Calipari, hailed at home as a hero, died while trying to shield Sgrena from the gunfire.

In the eight-point statement, the two countries called Calipari an "extraordinary man" who gave his life for Italy and was "an esteemed friend of the United States."

Fini said the final report would be released "within a few days," and that it would make clear "why the Italian government could not sign off a reconstruction of events that in our opinion does not capture 100 percent what happened."

Berlusconi had put his government's prestige on the line with assurances to the nation that full light would be shed on the shooting. The war in Iraq was highly unpopular among Italians, who also opposed the deployment of Italian troops in Iraq to help reconstruction.

Pressure on Berlusconi's coalition grew after news reports suggested the final report into the killing would exonerate the U.S. soldiers.
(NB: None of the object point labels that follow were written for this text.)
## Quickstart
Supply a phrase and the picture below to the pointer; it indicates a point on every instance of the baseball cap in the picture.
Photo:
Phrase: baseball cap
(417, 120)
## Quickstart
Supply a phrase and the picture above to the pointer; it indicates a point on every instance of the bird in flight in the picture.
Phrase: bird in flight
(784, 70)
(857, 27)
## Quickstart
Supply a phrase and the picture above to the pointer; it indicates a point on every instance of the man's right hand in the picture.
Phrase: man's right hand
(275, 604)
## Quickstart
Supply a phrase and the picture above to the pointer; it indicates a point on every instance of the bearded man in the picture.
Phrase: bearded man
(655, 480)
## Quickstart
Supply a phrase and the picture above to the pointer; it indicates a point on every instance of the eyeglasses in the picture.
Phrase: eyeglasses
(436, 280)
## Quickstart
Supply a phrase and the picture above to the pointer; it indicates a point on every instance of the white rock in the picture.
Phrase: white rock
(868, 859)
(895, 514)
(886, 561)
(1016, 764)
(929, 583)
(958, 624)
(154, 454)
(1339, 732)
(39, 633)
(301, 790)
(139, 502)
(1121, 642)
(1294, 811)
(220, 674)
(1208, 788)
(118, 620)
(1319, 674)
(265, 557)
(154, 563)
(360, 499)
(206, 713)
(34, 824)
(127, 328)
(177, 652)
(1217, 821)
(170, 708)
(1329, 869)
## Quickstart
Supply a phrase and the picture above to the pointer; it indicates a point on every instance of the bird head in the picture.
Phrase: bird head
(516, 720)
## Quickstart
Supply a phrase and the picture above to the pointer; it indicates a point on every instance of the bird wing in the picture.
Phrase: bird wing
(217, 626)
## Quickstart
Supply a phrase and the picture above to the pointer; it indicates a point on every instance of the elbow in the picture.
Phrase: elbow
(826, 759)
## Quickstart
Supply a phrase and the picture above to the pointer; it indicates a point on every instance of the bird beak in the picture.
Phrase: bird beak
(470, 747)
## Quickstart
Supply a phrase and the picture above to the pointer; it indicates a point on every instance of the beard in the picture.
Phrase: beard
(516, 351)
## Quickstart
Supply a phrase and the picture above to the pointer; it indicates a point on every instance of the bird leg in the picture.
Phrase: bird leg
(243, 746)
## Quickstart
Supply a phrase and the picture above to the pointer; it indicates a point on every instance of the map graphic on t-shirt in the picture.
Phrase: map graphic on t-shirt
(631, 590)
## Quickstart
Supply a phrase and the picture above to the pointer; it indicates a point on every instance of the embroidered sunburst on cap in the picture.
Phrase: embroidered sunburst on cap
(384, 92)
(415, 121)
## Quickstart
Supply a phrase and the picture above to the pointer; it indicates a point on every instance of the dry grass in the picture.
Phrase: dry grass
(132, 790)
The soldiers had been on high alert at the time because the U.S. ambassador, John Negroponte, had been due to pass by the checkpoint.

Italian prosecutors have launched a criminal probe into the killing. On Tuesday, the bullet-riddled Toyota Corolla involved in the shooting was flown to the Pratica di Mare air base near Rome after repeated requests by Italian prosecutors to inspect it.

"Within our respective systems, we will try to establish the facts, to establish the truth, and to establish responsibility," Fini said, adding that the Italian judiciary probe would "do what's in its power."

Fini said Italy had a relationship with the United States "that continues to be amicable and one of sincere cooperation with the U.S. authorities."

Fini said the investigators had one duty: "to reconstruct the facts, to establish the truth and to honor a hero like Calipari."

"It must also be said that there have been many elements on which there have been full convergence in reconstructing the events, over the scenarios in which that tragic event took place," Fini said.